Clothing prices fell 1.1% over the month after increasing 0.4% in the previous month, but they are up 3.4% from a year earlier.

In the headline annual figure, inflation in the United States rose 5.4% in the 12 months ended September against 5.3% previously. At 5.4% also in the annual periods ending June and July, the inflation rate is the highest since August 2008 when oil topped $150 a barrel.

Core inflation rose 4.0% over the past 12 months, and for a second straight time. Just in June, the 12-month core rate at 4.5% was the highest since November 1991. The core, "all items less food and energy" index is one of the benchmark inflation rates monitored by the Federal Open Market Committee (FOMC) as it helps the central bank decide where to set its key interest rate.

The following table of key inflation figures is for the last seven months through August, as published by the U.S. Labor Department’s Bureau of Labor Statistics (www.bls.gov/cpi) on October 13, 2021. To index the data each month, the BLS monitors the prices of about 80,000 consumer goods and services from around the nation. All monthly and annual pricing changes are in percentages.
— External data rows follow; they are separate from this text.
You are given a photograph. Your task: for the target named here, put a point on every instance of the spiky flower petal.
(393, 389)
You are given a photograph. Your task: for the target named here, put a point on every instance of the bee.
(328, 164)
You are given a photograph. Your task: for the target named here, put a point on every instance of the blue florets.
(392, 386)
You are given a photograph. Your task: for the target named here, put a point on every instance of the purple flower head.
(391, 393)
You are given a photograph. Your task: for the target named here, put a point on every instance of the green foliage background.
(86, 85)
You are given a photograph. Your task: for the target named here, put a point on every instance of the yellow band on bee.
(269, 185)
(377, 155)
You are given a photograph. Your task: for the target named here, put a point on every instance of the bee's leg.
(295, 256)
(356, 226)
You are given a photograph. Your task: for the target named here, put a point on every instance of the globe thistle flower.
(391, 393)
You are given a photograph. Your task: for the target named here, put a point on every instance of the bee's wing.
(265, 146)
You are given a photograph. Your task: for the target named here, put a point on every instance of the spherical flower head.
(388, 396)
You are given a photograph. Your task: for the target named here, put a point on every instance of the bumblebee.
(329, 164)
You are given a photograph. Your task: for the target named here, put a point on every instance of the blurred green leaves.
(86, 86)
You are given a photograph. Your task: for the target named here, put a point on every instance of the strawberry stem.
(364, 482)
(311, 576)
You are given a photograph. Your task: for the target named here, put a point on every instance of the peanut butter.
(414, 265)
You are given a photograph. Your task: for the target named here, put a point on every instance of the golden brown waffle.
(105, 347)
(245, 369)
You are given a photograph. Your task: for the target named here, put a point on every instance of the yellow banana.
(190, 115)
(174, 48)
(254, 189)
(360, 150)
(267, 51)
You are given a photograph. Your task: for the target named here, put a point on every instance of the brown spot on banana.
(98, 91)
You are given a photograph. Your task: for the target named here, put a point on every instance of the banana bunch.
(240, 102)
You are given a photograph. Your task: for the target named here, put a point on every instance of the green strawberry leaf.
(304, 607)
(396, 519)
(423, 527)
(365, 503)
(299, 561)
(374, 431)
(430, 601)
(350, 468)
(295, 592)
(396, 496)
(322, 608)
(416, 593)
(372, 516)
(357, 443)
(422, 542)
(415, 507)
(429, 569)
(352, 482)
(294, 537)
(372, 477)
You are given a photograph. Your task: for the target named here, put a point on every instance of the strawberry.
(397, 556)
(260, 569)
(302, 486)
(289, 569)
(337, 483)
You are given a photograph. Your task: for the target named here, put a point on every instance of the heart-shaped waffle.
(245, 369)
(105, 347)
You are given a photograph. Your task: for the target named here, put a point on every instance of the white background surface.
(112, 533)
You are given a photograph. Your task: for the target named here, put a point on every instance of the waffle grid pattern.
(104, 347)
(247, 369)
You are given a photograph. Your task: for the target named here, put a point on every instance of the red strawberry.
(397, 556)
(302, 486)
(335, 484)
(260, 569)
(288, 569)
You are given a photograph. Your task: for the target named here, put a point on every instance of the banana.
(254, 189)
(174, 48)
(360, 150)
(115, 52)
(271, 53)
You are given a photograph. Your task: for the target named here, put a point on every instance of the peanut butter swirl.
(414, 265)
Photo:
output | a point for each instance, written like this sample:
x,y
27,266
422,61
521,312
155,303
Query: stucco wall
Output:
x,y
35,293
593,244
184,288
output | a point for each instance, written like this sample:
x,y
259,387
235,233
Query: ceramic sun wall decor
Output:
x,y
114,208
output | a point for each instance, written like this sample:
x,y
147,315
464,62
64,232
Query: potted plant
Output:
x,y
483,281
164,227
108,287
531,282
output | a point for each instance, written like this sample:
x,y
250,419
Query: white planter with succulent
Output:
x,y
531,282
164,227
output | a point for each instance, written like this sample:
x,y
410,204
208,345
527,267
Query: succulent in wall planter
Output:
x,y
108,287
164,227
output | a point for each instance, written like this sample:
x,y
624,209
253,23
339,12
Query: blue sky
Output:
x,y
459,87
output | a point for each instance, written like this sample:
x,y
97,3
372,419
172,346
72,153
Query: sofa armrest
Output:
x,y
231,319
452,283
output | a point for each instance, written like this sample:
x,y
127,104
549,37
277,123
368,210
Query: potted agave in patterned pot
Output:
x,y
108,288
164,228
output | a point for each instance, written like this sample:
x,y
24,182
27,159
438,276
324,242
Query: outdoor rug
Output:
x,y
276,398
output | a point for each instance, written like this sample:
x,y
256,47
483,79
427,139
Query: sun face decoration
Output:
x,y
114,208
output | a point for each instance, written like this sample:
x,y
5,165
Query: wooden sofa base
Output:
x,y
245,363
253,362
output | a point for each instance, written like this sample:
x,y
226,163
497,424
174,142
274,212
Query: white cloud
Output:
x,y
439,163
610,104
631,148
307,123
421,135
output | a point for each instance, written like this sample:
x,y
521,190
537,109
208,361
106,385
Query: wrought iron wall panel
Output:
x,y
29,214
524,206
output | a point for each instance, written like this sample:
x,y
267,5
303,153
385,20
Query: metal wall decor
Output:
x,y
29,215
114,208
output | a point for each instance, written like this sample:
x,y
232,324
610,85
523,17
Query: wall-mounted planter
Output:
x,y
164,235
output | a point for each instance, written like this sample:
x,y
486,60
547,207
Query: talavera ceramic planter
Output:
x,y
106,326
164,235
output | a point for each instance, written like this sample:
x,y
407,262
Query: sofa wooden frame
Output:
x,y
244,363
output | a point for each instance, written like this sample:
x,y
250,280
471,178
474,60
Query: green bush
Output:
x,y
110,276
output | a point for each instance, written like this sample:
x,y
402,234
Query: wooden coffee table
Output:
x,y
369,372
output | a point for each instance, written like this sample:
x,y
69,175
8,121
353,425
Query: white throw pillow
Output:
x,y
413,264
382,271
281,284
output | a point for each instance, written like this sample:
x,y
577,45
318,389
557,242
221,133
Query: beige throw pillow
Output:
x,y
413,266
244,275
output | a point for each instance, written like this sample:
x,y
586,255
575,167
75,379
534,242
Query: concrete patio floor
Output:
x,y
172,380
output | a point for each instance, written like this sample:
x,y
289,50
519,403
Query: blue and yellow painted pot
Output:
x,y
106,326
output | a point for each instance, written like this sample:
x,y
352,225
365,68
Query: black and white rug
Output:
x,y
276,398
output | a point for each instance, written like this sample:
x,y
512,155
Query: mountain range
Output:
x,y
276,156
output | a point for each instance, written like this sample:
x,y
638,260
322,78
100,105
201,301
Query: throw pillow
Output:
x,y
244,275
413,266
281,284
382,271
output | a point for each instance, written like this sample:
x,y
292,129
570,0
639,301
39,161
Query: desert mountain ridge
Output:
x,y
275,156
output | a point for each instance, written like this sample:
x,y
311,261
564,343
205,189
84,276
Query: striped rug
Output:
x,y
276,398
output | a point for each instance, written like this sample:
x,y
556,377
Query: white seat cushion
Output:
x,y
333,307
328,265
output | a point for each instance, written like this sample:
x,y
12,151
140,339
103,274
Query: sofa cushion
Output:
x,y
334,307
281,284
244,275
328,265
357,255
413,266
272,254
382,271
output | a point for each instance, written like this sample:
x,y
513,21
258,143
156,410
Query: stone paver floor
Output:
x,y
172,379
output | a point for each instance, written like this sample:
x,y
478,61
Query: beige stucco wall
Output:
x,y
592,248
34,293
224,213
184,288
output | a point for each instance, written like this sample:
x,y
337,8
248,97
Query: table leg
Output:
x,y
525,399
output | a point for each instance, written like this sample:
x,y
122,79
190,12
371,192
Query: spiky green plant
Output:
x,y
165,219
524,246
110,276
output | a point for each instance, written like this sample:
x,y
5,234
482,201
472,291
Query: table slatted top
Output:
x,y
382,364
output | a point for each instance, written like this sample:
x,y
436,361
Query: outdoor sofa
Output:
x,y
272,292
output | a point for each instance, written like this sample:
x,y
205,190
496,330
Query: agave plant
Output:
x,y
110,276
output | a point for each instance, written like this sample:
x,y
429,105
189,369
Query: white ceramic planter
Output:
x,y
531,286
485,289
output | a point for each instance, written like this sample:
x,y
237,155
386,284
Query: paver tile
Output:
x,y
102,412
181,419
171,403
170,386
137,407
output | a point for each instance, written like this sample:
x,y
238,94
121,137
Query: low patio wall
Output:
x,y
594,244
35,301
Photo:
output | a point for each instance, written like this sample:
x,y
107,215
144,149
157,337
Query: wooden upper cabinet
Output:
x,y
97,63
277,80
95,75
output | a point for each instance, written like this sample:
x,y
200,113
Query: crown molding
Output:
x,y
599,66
March to September 2021 Consumer Prices – Gains & Losses in Percent

  March 2021 April 2021 May 2021 June 2021 July 2021 August 2021 September 2021 12 Month
All items 0.6 0.8 0.6 0.9 0.5 0.3 0.4 5.4
  Food 0.1 0.4 0.4 0.8 0.7 0.4 0.9 4.6
    Food at home 0.1 0.4 0.4 0.8 0.7 0.4 1.2 4.5
    Food away from home 0.1 0.3 0.6 0.7 0.8 0.4 0.5 4.7
  Energy 5.0 -0.1 .0 1.5 1.6 2.0 1.3 24.8
    Energy commodities 8.9 -1.4 -0.6 2.6 2.3 2.7 1.3 41.7
      Gasoline (all types) 9.1 -1.4 -0.7 2.5 2.4 2.8 1.2 42.1
      Fuel oil 3.2 -3.2 2.1 2.9 0.6 -2.1 3.9 42.6
    Energy services 0.6 1.5 0.7 0.2 0.8 1.1 1.2 8.5
      Electricity .0 1.2 0.3 -0.3 0.4 1.0 0.8 5.2
      Utility (piped) gas service 2.5 2.4 1.7 1.7 2.2 1.6 2.7 20.6
  All items less food, energy 0.3 0.9 0.7 0.9 0.3 0.1 0.2 4.0
    Commodities less food, energy 0.1 2.0 1.8 2.2 0.5 0.3 0.2 7.3
      New vehicles .0 0.5 1.6 2.0 1.7 1.2 1.3 8.7
      Used cars and trucks 0.5 10.0 7.3 10.5 0.2 -1.5 -0.7 24.4
      Apparel -0.3 0.3 1.2 0.7 .0 0.4 -1.1 3.4
      Medical care 0.1 0.6 .0 -0.4 0.2 -0.2 0.3 -1.6
    Services less energy 0.4 0.5 0.4 0.4 0.3 .0 0.2 2.9
      Shelter 0.3 0.4 0.3 0.5 0.4 0.2 0.4 3.2
      Transportation 1.8 2.9 1.5 1.5 -1.1 -2.3 -0.5 4.4
      Medical care 0.1 .0 -0.1 .0 0.3 0.3 -0.1 0.9

 

The BLS releases inflation data around the middle of a month for consumer prices surveyed up to the previous month. The Consumer Price Index (CPI) for October and the latest annual period become public on November 10, 2021.

CPI data is used in calculating inflation rates and in this site’s U.S. Inflation Calculator. The US Inflation Calculator shows cumulative inflation and the change in buying power of the U.S. dollar over time.